事實上,各國麵對這種挑戰,常常能成功擊敗恐怖分子。例如,過去幾十年來,各國殲滅的恐怖組織數以百計。以色列在2002—2004年證明,即便是最激進的恐怖行動,靠蠻力也能鎮壓下去。[10]sup>恐怖分子都很清楚,這樣的對抗對自己根本不利。正因為他們力量式微,別無其他軍事選項,所以早就沒什麼可失去的了,甚至可能獲益很大。時不時地,反恐運動造成的政治風暴反而對恐怖分子有利,所以恐怖分子願意賭一把:他們就像握有一手爛牌的賭徒,希望與對手重新洗牌。反正恐怖分子已經沒什麼好輸的了,甚至還有可能大贏一場呢。
大空瓶裏的小硬幣
為什麼政府會同意重新洗牌?既然恐怖主義襲擊根本無法造成什麼實質損害,理論上政府大可不予理會,或避開鏡頭與麥克風,秘密發動有力的反擊。事實上,很多政府就是這麼幹的。但時不時麵對一些攻擊,政府就耐不住性子,反應的力度過猛,引發太多關注,這正中恐怖分子下懷。為什麼政府會對恐怖主義的挑釁如此敏感?
政府之所以難以忍受這些挑釁,是因為現代政權的合法性正來自保證公共領域不受政治暴力的影響。隻要某政權的合法性並非來自承諾阻止各種災難,就算確實遇上可怕的災難,政權也能夠承受甚至完全無視。相對地,如果政權的合法性遭到破壞,就算隻是一個小問題,也可能讓政權徹底崩潰。14世紀,黑死病奪走了歐洲1br4~1br2人口的生命,但沒有任何一位國王因此失去王位,也沒有任何一位國王為了戰勝這場瘟疫做過什麼努力,原因就在於當時並沒有人認為預防瘟疫是國王職責的一部分。但是,當時的統治者如果允許宗教異端在其領土傳播,不僅可能丟了王冠,還可能掉了腦袋。
今天,政府處理家庭暴力和性侵害的力度之所以不及處理恐怖主義那般大,就是因為即使有“#MeToo”等運動,強暴案件也不會削弱政府的合法性。

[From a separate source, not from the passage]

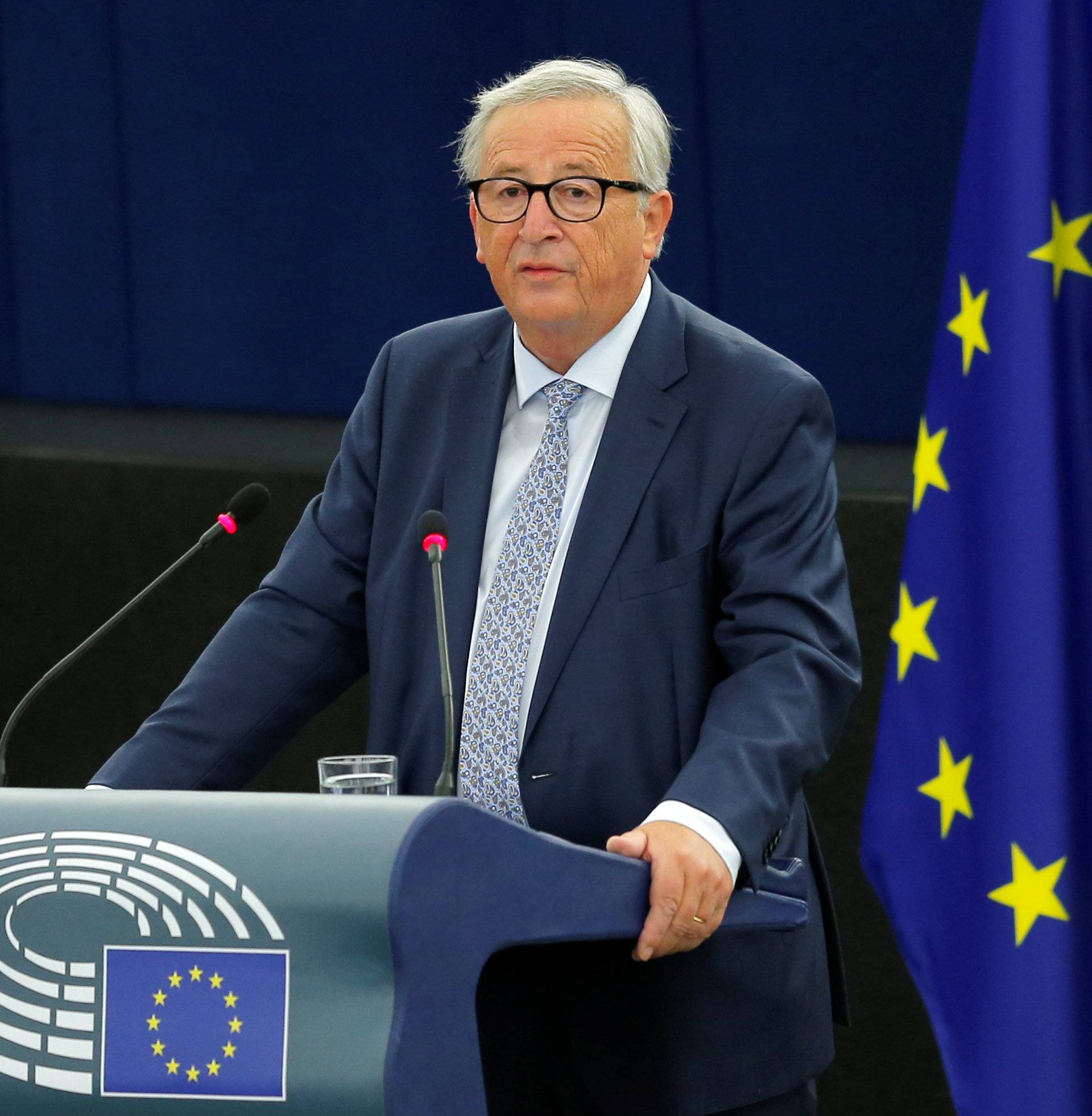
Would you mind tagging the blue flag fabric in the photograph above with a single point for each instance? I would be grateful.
(977, 827)
(195, 1023)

例如,在法國,每年通報在案的強暴案件超過一萬起,未通報的案件數可能有數萬起。[11]sup>然而就曆史而言,國家並不是建立在消除性侵害的承諾上,因此對法國來說,強奸和家暴並不構成太大的威脅。恐怖主義襲擊則與此相反,雖然它發生的頻率低得多,但是會被視為對法國的致命威脅,原因就在於過去幾個世紀,西方現代國家的合法性都建立在明確保證境內不會容忍出現政治暴力的基礎上。
回到中世紀,公共領域充滿了政治暴力。事實上,想玩這場政治遊戲,懂得使用暴力就像持有入場券,沒有這種能力,就無法在政治領域發聲。許多貴族、城鎮、行會,甚至教堂和修道院,都擁有自己的武裝。如果前任修道院院長過世,出現繼承爭議,地方派係(包括修士、地方強人、相關鄰居)就常常使用武力來解決問題。
在這樣一個世界上,恐怖主義沒有多大生存空間。任何人,隻要力量不足以造成重大實質損害,就不會有人看得起你。如果放在1150年,幾個伊斯蘭教徒在耶路撒冷殺害了幾個平民,要求基督教軍隊離開聖城,非但不會讓人覺得恐怖,反而會招來恥笑。想讓人把你當回事兒,你至少得先奪下一兩座固若金湯的城堡吧?對我們中世紀的祖先來說,恐怖主義實在算不上什麼,他們有太多更大的問題需要處理。
到了現代,中央集權的結果,國家使領土內的政治暴力日益減少,而在過去幾十年,西方國家境內幾乎已經完全看不到政治暴力。法國、英國或美國的公民無須擁有武力,也能爭取城鎮、企業、組織甚至政府本身的控製權。就連幾萬億美元、幾百萬士兵和幾千艘戰艦、戰機和核導彈的控製權,也能夠在不打一發子彈的前提下,從一批政客手中轉移到另一批政客手上。人類很快就習慣了這種情形,認為這就是自然的權利。這種時候,就算隻是偶爾殺害幾十人的零星政治暴力行為,似乎也成了對國家政權合法性甚至存在的致命威脅。這就像往大空瓶裏丟一枚小硬幣,會發出很大的噪聲。